To answer your last question first, Triple DES does not need a longer key because it has more rounds than plain DES — rather, Triple DES needs more rounds than plain DES because it has a longer key (and because it aims to offer a security level appropriate for that key length).
To be more specific, plain DES only has a 56-bit key, meaning that it can be broken by brute force using only $2^{56}$ encryptions. That was fine back in the 1970s when it was designed, but by the late 1990s it had become demonstrably inadequate.
Triple DES (or 3DES for short) was designed to fix this issue by doubling the key length to 112 bits, and so increasing the effort needed for a brute force attack to $2^{112}$ encryptions — not merely twice as much, but $2^{56} \approx 7.2 \times 10^{16}$ times as much as plain DES. This is still considered far beyond the reach of any computing power even conceivably available today or in the foreseeable future.

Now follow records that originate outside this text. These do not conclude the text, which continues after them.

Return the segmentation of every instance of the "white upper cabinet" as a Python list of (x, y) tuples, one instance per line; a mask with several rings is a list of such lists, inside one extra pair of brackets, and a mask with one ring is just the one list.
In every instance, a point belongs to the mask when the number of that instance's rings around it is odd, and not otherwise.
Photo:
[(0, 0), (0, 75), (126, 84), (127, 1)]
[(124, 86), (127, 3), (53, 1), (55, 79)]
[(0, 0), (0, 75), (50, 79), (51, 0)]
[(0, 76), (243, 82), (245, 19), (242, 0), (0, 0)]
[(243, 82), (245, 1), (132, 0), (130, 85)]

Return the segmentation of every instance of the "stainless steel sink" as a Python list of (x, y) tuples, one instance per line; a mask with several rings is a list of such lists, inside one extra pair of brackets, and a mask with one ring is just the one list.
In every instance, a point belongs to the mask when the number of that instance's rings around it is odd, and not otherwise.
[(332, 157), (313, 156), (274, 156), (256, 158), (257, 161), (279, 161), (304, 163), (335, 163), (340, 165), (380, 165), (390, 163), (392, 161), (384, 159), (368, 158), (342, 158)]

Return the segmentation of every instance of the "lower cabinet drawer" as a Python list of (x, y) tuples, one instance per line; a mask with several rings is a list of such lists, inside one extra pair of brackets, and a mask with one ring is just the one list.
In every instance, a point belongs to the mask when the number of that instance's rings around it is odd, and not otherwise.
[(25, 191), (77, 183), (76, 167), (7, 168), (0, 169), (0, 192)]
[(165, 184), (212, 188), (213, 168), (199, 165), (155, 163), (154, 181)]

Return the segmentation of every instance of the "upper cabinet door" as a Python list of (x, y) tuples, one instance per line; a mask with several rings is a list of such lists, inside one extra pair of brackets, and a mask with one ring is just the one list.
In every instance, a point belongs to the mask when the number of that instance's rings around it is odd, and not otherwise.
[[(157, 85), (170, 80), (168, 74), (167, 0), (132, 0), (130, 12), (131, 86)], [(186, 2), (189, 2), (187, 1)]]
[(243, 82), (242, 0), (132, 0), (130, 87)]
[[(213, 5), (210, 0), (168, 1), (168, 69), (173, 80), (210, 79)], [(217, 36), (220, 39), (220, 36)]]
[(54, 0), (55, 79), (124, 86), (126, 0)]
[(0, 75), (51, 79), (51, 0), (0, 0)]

However, for the increased key length of 3DES to actually be useful, there could not be any obvious "short cuts" that would allow it to be broken faster than by brute force. Specifically, this is the reason why 3DES needs three DES encryptions, rather than only two: a naïve "cascade encryption" using plain DES with two different keys, as in:
$$C = {\rm DES}( {\rm DES}( P, K_1 ), K_2 )$$
would be vulnerable to a meet-in-the-middle attack requiring only about $2 \times 2^{56} = 2^{57}$ en/decryptions. Basically, given a known plaintext–ciphertext pair $(P,C)$, you first encrypt $P$ using plain DES with all the $2^{56}$ possible subkeys $K_1$ and store the results in a database. Then you decrypt the ciphertext $C$, again using plain DES, with all the possible subkeys $K_2$, and look the results up in the database to see which one matches one of the stored intermediate values. This gives you the two halves of the correct key (and possibly a few false positives, which you can filter out by trying them on further known plaintext–ciphertext pairs).
Triple DES avoids this attack by encrypting the output of the second DES encryption (actually, a decryption, but that's an irrelevant detail here) one more time, again using the first key:
$$C = \rm{3DES}( P, K_1 \mathbin\| K_2 ) = {\rm DES}( {\rm DES}^{-1}( {\rm DES}( P, K_1 ), K_2 ), K_1 )$$
This defeats the attack, since there's no "halfway point" that you could reach from one direction knowing only $K_1$ and from the other direction knowing only $K_2$.
So, what about your suggestion of strengthening AES by encrypting the plaintext twice using the same key? Well, as correctly noted by figlesquidge, it won't give the same results as internally extending AES to twice as many rounds, since the key schedule and other details won't match.
Would it be any less secure, though? That's harder to say. It won't be vulnerable to the meet-in-the-middle attacks described above, since you're not even trying to increase the strength of AES beyond its normal key length.
However, the fact that your "double AES" consists simply of iterating the same encryption function twice might make it vulnerable to slide attacks. Honestly, though, even after reading the Biryukov & Wagner 2000 paper, I still can't say I understand these attacks well enough to say whether they might apply here or not. In particular, without a very serious weakness in AES, I'm not even sure how one might identify a slide pair for double AES, let alone exploit one.
Still, I'd be more comfortable if the two encryption keys were not the same. You could derive one of them from the other (or both from some master key) somehow, but I'm not sure what would be the optimal way to get a good speed / security tradeoff.
Obviously, using a standard KDF to expand a master key to twice its original size would work and should be secure, but might be considered too slow or complicated for some applications (although, in those cases, simply storing the pre-expanded key might be a viable alternative).
Conversely, simply XORing one of the keys with a constant (e.g. 0x555555...55) to obtain the other one would be fast and should be OK, as long as AES is secure enough — but, given that the whole point of the exercise is to strengthen AES against future attacks, this might not be a safe assumption.